Ever Wondered Why?

Why is the sky blue?

Shawn Ganapaler

San Rafael, Calif.

We see the "green flash" occasionally as the sun sets behind the Pacific Ocean. Can you explain this phenomenon?

Leigh Sherman

La Jolla, Calif.

Journey if you will to the 17th century, when a bright Briton named Sir Isaac Newton discovered that when light passes through one medium (air) into a denser medium (glass), it bends. The process is called refraction - the same phenomenon that makes a stick appear to bend when you insert it into a pool of clear water.

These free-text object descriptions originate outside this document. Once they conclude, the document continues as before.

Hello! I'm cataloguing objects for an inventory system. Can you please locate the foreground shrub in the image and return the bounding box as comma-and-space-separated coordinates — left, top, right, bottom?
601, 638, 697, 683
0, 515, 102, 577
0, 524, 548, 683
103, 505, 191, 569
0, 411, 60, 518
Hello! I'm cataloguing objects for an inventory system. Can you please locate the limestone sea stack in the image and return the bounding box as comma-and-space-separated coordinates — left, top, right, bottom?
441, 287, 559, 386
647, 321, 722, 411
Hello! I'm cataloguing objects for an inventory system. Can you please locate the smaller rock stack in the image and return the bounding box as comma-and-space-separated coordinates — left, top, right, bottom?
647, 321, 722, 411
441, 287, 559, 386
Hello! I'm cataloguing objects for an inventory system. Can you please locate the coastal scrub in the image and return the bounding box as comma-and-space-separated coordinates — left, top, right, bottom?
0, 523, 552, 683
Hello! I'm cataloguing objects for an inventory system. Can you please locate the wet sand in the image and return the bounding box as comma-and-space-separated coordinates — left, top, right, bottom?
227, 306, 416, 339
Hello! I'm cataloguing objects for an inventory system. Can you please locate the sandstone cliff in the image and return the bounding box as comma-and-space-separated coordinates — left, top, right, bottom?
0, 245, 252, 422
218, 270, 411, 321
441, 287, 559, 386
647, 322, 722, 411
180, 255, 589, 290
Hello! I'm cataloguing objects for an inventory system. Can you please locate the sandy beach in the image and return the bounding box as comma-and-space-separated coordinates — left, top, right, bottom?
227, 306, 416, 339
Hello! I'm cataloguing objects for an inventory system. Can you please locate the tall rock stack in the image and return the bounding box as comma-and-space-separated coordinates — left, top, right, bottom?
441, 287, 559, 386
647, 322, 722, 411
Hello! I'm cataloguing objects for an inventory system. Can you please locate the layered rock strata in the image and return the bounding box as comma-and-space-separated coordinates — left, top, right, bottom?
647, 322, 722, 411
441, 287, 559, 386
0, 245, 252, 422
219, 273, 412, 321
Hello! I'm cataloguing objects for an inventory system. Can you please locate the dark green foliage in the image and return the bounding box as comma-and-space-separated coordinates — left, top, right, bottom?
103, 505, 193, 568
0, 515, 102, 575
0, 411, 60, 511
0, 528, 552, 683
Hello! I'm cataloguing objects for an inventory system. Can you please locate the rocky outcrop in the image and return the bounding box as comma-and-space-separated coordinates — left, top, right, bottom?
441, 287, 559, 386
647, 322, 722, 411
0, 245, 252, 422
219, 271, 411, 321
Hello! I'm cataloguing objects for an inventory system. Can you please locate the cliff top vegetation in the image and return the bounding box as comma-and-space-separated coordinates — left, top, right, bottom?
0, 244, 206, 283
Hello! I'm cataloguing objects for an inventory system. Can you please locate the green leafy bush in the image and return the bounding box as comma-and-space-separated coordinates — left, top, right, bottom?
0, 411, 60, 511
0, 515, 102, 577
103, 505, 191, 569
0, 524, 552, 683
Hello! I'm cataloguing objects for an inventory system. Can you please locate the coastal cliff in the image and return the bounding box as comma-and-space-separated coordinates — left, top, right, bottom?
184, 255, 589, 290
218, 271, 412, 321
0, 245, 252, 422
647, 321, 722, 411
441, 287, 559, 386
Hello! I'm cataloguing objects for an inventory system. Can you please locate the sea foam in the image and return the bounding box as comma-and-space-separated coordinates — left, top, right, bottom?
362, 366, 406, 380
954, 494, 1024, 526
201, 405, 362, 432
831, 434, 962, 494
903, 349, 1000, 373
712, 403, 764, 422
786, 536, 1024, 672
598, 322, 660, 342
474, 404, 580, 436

Using a prism and the principle of refraction, Newton bent "white" sunlight, breaking it into its component colors - red, orange, yellow, green, blue, indigo, and violet - all of which have different frequencies or wavelengths, the same way your favorite radio stations on the FM dial do. Wavelengths for blue light are shorter than for red.

But a prism is not the only way to get color out of white light. It turns out that air molecules and other tiny particles in the atmosphere do a good job of absorbing and re-emitting blue and violet light in random directions, while leaving the other colors relatively unaffected. This scattering makes it look as if the blue is coming from everywhere in the sky at once.

As atmospheric particles grow in size, they grow less selective about the wavelengths of light they scatter. By the time particles reach the size of water droplets in clouds, they scatter light at all wavelengths, yielding white clouds.

So much for blue. What about the warmer colors of sunrise and sunset? The sun is lower on the horizon, and its light is traveling farther through the atmosphere. By the time the light reaches a viewer's eye, the atmosphere has scattered most of the blue light, leaving colors at the red end of the spectrum.

Between blue and red lies the color green, which is where the "green flash" comes in. The green flash represents the instant at which sunlight hits the atmosphere at just the proper angle from the viewer's perspective to break out (refract, as in Newton's prism) a bit of green. In order to see green flashes, a viewer needs an unobstructed horizon (like the Pacific Ocean) and extremely clean air so there is little to scatter the green light. The flashes occur either just before the first bit of sun peeks over the horizon at dawn or after the last fragment vanishes at sunset.